[<prev] [next>] [<thread-prev] [thread-next>] [day] [month] [year] [list]
Message-ID: <531B0FDA.2040302@arm.com>
Date: Sat, 08 Mar 2014 12:40:58 +0000
From: Dietmar Eggemann <dietmar.eggemann@....com>
To: Vincent Guittot <vincent.guittot@...aro.org>,
"peterz@...radead.org" <peterz@...radead.org>
CC: "mingo@...nel.org" <mingo@...nel.org>,
"linux-kernel@...r.kernel.org" <linux-kernel@...r.kernel.org>,
"tony.luck@...el.com" <tony.luck@...el.com>,
"fenghua.yu@...el.com" <fenghua.yu@...el.com>,
"schwidefsky@...ibm.com" <schwidefsky@...ibm.com>,
"james.hogan@...tec.com" <james.hogan@...tec.com>,
"cmetcalf@...era.com" <cmetcalf@...era.com>,
"benh@...nel.crashing.org" <benh@...nel.crashing.org>,
"linux@....linux.org.uk" <linux@....linux.org.uk>,
"linux-arm-kernel@...ts.infradead.org"
<linux-arm-kernel@...ts.infradead.org>,
"preeti@...ux.vnet.ibm.com" <preeti@...ux.vnet.ibm.com>,
"linaro-kernel@...ts.linaro.org" <linaro-kernel@...ts.linaro.org>
Subject: Re: [RFC 0/6] rework sched_domain topology description
On 07/03/14 02:47, Vincent Guittot wrote:
> On 6 March 2014 20:31, Dietmar Eggemann <dietmar.eggemann@....com> wrote:
>> On 06/03/14 09:04, Vincent Guittot wrote:
>>>
>>> On 6 March 2014 07:17, Dietmar Eggemann <dietmar.eggemann@....com> wrote:
>>>>
>>>> On 05/03/14 07:18, Vincent Guittot wrote:
>>>>>
>>>>>
>>>>> This patchset was previously part of the larger tasks packing patchset
>>>>> [1].
>>>>> I have splitted the latter in 3 different patchsets (at least) to make
>>>>> the
>>>>> thing easier.
>>>>> -configuration of sched_domain topology (this patchset)

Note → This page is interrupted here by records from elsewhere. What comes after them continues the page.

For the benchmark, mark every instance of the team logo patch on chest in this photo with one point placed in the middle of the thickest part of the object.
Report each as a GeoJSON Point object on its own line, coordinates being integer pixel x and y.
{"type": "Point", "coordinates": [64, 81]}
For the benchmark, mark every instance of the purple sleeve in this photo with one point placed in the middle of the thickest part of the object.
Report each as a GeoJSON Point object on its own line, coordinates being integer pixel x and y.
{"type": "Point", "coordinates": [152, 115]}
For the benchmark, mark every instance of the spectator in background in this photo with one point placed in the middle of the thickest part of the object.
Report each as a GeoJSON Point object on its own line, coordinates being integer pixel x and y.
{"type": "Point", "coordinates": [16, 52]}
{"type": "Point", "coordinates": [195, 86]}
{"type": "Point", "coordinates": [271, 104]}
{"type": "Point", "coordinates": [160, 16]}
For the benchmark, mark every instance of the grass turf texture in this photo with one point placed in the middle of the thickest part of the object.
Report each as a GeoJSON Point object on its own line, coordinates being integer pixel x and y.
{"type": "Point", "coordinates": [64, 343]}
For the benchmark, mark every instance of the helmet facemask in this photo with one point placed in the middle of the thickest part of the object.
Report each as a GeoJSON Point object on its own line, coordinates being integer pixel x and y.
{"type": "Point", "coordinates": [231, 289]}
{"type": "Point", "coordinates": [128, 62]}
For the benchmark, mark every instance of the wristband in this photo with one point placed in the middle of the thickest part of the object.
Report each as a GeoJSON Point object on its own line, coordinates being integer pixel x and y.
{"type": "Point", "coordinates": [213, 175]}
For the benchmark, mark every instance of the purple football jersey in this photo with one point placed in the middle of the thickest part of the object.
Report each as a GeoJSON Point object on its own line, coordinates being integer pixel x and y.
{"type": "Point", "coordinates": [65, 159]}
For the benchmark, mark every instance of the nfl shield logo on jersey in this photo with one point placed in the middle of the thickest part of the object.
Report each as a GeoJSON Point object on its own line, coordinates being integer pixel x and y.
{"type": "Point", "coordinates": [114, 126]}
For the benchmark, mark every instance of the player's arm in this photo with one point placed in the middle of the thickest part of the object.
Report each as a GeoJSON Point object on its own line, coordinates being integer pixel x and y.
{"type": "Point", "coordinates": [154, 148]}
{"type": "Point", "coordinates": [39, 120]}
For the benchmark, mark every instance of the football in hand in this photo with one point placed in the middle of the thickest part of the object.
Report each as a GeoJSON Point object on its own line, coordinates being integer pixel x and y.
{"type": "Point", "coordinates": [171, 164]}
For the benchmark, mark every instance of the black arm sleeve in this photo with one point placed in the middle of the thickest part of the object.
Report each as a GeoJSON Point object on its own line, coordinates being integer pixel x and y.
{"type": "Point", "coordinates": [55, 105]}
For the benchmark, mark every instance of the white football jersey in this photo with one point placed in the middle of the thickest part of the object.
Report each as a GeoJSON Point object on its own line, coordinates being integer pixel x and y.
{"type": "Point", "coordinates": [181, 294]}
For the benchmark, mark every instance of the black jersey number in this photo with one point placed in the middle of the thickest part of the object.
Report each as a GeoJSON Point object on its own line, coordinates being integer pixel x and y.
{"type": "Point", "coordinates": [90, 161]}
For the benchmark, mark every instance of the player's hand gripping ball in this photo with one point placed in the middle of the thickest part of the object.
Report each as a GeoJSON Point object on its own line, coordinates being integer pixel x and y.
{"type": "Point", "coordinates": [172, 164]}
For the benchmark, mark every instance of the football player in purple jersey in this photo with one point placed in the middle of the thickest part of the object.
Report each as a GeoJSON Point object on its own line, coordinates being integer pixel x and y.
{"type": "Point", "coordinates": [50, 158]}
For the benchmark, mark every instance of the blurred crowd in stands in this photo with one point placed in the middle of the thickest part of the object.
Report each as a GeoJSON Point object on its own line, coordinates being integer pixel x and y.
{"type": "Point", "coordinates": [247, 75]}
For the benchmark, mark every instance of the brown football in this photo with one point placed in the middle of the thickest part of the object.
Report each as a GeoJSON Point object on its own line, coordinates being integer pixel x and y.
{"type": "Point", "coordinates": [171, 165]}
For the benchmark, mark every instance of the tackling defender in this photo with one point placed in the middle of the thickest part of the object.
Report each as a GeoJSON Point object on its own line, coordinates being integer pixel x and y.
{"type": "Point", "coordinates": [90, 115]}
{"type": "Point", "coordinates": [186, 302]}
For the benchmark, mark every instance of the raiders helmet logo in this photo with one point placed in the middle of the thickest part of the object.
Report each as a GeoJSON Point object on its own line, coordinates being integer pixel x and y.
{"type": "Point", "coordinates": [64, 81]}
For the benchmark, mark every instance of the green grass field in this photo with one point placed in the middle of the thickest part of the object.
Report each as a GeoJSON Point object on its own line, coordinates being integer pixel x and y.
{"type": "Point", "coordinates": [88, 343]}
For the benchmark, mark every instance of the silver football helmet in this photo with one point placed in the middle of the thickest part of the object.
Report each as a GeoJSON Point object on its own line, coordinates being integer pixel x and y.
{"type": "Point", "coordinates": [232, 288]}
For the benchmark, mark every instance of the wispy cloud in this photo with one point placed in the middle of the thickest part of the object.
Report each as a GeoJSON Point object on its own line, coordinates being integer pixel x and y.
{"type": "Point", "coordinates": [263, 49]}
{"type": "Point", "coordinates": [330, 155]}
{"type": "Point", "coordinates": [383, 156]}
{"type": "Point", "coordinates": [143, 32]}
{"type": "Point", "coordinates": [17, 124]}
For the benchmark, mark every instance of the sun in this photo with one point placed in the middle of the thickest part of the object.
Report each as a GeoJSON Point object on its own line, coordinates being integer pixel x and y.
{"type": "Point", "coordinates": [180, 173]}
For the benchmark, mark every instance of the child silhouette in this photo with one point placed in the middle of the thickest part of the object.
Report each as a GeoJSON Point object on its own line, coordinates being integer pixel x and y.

>>>>> -update and consolidation of cpu_power
>>>>> -tasks packing algorithm
>>>>>
>>>>> Based on Peter Z's proposal [2][3], this patchset modifies the way to
>>>>> configure
>>>>> the sched_domain level in order to let architectures to add specific
>>>>> level
>>>>> like
>>>>> the current BOOK level or the proposed power gating level for ARM
>>>>> architecture.
>>>>>
>>>>> [1] https://lkml.org/lkml/2013/10/18/121
>>>>> [2] https://lkml.org/lkml/2013/11/5/239
>>>>> [3] https://lkml.org/lkml/2013/11/5/449
>>>>>
>>>>> Vincent Guittot (6):
>>>>> sched: remove unused SCHED_INIT_NODE
>>>>> sched: rework of sched_domain topology definition
>>>>> sched: s390: create a dedicated topology table
>>>>> sched: powerpc: create a dedicated topology table
>>>>> sched: add a new SD_SHARE_POWERDOMAIN for sched_domain
>>>>> sched: ARM: create a dedicated scheduler topology table
>>>>>
>>>>> arch/arm/kernel/topology.c | 26 ++++
>>>>> arch/ia64/include/asm/topology.h | 24 ----
>>>>> arch/metag/include/asm/topology.h | 27 -----
>>>>> arch/powerpc/kernel/smp.c | 35 ++++--
>>>>> arch/s390/include/asm/topology.h | 13 +-
>>>>> arch/s390/kernel/topology.c | 25 ++++
>>>>> arch/tile/include/asm/topology.h | 33 ------
>>>>> include/linux/sched.h | 30 +++++
>>>>> include/linux/topology.h | 128 ++------------------
>>>>> kernel/sched/core.c | 235
>>>>> ++++++++++++++++++-------------------
>>>>> 10 files changed, 237 insertions(+), 339 deletions(-)
>>>>>
>>>>
>>>> Hi Vincent,
>>>>
>>>> I reviewed your patch-set carefully (including test runs on TC2),
>>>> especially
>>>> due to the fact that we want to build our sd_energy stuff on top of it.
>>>
>>>
>>> Thanks
>>>
>>>>
>>>>
>>>> One thing I'm still not convinced of is the fact that specifying
>>>> additional
>>>> sd levels in the struct sched_domain_topology_level table has an
>>>> advantage
>>>> over a function pointer for sd topology flags similar to the one we're
>>>> already using for the cpu mask in struct sched_domain_topology_level.
>>>>
>>>> int (*sched_domain_flags_f)(int cpu);
>>>>
>>>
>>> We have to create additional level for some kind of topology as
>>> described in my trial https://lkml.org/lkml/2013/12/18/279 which is
>>> not possible with function pointer.
>>
>>
>> This is what I don't understand at the moment. In your example in the link
>> above, (2 cluster of 4 cores with SMT), cpu 0-7 can powergate while cpu 8-15
>> can't). Why can't we have
>
> The 2nd example is a bit more complicated and needs an additional
> level to describe the topology
I see. In the 2. example you want to have an additional MC level for cpu
2-7 because you want to do load balance between those cpus more often
than for cpu 0-7 for dst cpus from the set (2-7). Not sure if such
topologies (only a subset of cpus inside a cluster can't be powergated)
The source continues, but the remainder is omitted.